In the article of DAVID ZYWINA https://pdfs.semanticscholar.org/cd50/c2d3fb0ce0c6a66ee629419b69165b30d5bc.pdf. It says that using $n$- dimensional large sieve, we can get the bound

|$\{$$ \ \ f(x)=x^n+a_1x^{n-1}+ \ldots + a_n \in \mathbb{Z}[x] : \max |a_i| \leq B \ \ \ with\ \ \ Gal(f) \subseteq A_n$$\}$| $<< B^{n-1/2}$

(pg.4 after the proof of theorem 1.6)

Equivalently, bound the number of $(a_1, a_2, \ldots,a_n)∈ Z^n$ with $||a|| ≤ B$ for which $∆(a_1, . . . , a_n)$ is a $\textbf{square}$, where $∆(T_1, . . . , T_n) ∈ k[T1, . . . , Tn]$ is the $\textbf{discriminant}$ of $x^n+T_1x^{n-1}+ \ldots + T_n$.

How can I set this up properly to use the large sieve?

Answer 1

The set $$\{ \mathbf{a} =(a_1, \ldots, a_n) \in \mathbb{Z}^n : ||\mathbf{a}|| \leq B, \Delta(a_1,\ldots,a_n) \text{ is a square} \}$$ is a so-called thin set in the sense of Serre.

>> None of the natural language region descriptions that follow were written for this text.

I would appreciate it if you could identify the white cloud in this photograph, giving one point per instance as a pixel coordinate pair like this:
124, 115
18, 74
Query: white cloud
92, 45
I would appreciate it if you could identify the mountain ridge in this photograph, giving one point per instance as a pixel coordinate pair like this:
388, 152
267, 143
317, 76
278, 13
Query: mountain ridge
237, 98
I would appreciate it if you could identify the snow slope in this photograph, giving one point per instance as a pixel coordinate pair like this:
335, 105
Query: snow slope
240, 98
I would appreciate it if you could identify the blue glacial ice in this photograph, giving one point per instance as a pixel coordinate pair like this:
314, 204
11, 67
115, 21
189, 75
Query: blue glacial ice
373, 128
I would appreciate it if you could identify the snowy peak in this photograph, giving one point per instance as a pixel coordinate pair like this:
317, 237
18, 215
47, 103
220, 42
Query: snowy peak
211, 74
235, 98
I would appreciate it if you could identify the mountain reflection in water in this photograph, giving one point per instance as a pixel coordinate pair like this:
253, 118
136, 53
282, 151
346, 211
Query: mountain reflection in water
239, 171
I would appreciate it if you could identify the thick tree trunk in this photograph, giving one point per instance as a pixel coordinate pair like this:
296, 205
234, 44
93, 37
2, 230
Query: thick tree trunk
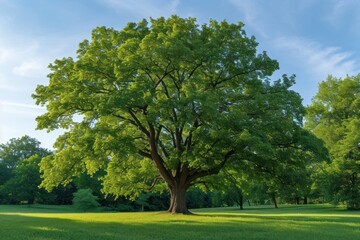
274, 201
178, 200
241, 202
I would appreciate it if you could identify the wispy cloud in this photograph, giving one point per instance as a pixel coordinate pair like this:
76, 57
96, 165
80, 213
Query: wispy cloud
30, 68
145, 8
317, 59
19, 105
343, 12
252, 14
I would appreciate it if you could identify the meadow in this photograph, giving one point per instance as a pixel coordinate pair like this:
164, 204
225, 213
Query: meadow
287, 222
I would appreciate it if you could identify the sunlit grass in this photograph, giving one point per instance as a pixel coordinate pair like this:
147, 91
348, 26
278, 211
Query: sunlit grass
288, 222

Serre studies these in detail in the book "Lectures on the Mordell-Weil theorem". He uses the large sieve in Section 13 to show that for any thin set $\Omega \subset \mathbb{Z}^n$ we have $$\# \{ \mathbf{a} \in \Omega : ||\mathbf{a}|| \leq B \} \ll B^{n-1/2}(\log B)^\gamma,$$ for some $\gamma < 1$.

Modulo the logarithm, this gives the bound you want. Possibly you can remove the logarithm in your special case by carefully going through the proof and see if it can saved somewhere.

More results about thin sets and their relationship with Galois groups can be found in Serre's book "Topics in Galois theory".